In 1973, Tatsunoko Productions created an animated series for Japanese television called Shinzo Ningen Casshan, about a heroic superfighter named Casshan who defended the human race against wicked androids accidentally unleashed by his father’s experiments. It was pretty much your standard good-versus-evil anime, daft enough to find room even for a canine cyber-sidekick named Friender who could conveniently transform himself into an airborne jet when transport was required. Yet for his feature debut Casshern, fashion photographer and music video director Kazuaki Kiriya has retained just the barest bones of the original’s plot, and changed everything else beyond all recognition. The result is a live-action, big-screen war epic whose vividly colourful CG backgrounds are offset by a morality that is all grey – and Friender has only the briefest of cameos as a very ordinary mutt.

A fifty-year war between Europe and the Eastern Federation has left environmental devastation in its wake, and ravaged the population with disease and genetic disorder. While Professor Azuma (Akira Terao) reluctantly accepts military funding to continue his experiments with regenerative ‘neo-cells’ in the hope of finding a cure for his dying wife Midori (Kanako Higuchi), his son Tetsuya (Yusuke Iseya) is killed on the battlefield. A freak lightning storm causes the professor’s bank of “spare parts for the human machine” to mesh into new life-forms, and when the military fires upon them unprovoked, the four surviving mutants, led by Brai (Toshiaki Karasawa), take Midori hostage and flee to an abandoned castle where they create a huge army of robots to take vengeance on the entire human race. Meanwhile the professor washes his son’s corpse in the same revitalising fluid from which the mutants emerged, and Tetsuya is reborn as the moody messiah Casshern. In the melodramatic confrontations and baroque battles that follow, it is difficult to know who is the real enemy as everyone, apart from the compassionate Midori and Tetsuya’s fiancée Luna (Kumiko Aso), seems compromised by a destructive hubris that is all too human.

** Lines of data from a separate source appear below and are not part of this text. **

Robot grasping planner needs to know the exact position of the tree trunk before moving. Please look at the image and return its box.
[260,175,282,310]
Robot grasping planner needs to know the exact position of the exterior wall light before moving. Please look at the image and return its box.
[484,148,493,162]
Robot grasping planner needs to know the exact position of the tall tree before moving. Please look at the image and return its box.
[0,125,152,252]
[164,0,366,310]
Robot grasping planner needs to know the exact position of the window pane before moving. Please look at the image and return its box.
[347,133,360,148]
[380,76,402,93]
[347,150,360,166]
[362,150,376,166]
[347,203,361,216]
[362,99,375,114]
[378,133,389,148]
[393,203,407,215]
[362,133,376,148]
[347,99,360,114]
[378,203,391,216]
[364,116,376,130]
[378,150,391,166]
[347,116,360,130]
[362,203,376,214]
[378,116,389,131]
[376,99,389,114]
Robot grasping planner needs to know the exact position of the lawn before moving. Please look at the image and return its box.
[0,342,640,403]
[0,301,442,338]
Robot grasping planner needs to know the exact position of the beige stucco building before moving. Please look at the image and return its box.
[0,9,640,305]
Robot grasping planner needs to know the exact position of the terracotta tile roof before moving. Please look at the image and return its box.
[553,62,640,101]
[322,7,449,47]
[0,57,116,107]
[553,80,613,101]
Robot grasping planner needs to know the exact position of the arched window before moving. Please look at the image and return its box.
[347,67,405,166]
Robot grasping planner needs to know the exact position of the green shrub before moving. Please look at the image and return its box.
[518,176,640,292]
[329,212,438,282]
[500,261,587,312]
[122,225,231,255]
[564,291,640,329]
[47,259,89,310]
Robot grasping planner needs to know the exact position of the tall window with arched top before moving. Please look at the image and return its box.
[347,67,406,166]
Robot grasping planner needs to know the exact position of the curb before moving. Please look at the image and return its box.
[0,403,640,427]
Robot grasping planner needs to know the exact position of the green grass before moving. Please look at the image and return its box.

All at once the myth of Frankenstein, a family tragedy, a saga of sweeping conflicts, a plea for peace and brotherly love, an apocalypse of biblical proportions, and a pessimistic morality fable, Casshern is nothing if not ambitious. Yet for all the demands which the convoluted and not entirely coherent plot makes on the viewer, in the end its anti-war message is too simplistic and unsophisticated to make any effort of concentration seem worthwhile.

Fortunately, however, there is ample compensation in the film’s sumptuous visual aesthetic. More reminiscent of the operatic expressionism of Fritz Lang’s Metropolis (1927) than of more recent retro-futurist works like Sky Captain and the World of Tomorrow (2004), Casshern is so stunning and strange to behold, saturating the screen with such rococo detail, that it is impossible to believe it was made for under 6 million US dollars. Overlong, heavy-handed and thoroughly humourless it may be, but Casshern really does represent a spectacularly stylised mutation of the way we look at the world of war.

Summary: Overblown, overearnest and overlong, but Casshern also looks spectacular and strange.